Structural and optical properties of micro-diamonds with SiV- color centers

TL;DR

This study investigates the growth, structure, and optical properties of micro-diamonds with SiV- color centers, revealing their morphology, internal stress distribution, and the quantity of SiV- centers using experimental and simulation methods.

Contribution

It provides new insights into the microstructure and optical characteristics of micro-diamonds with SiV- centers, combining experimental analysis with Monte Carlo simulations.

Findings

Icosahedral diamonds exhibit higher hydrostatic stress.

SiV- centers are estimated to number a few thousand per micro-diamond.

Micro-diamonds have distinct morphology and internal stress profiles.

Abstract

Isolated, micro-meter sized diamonds are grown by micro-wave plasma chemical vapour deposition technique on Si(001) substrates. Each diamond is uniquely identified by markers milled in the Si substrate by Ga+ focused ion beam. The morphology and micrograin structure analysis indicates that the diamonds are icosahedral or bi-crystals.

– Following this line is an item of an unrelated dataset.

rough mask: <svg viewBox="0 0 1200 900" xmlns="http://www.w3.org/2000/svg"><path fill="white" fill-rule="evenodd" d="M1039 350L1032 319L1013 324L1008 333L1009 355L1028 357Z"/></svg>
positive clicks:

Icosahedral diamonds have higher (up to $\sigma_\mathrm{h}$ = 2.3 GPa), and wider distribution ($\Delta\sigma_\mathrm{h}$ = 4.47 GPa) of hydrostatic stress built up at the microcrystal grain boundaries, compared to the other crystals. The number and spectral shape of SiV- color centers incorporated in the micro-diamonds is analysed, and estimated by means of temperature dependent photoluminescence measurements, and Montecarlo simulations. The Montecarlo simulations indicate that the number of SiV- color centers is a few thousand per micro-diamond.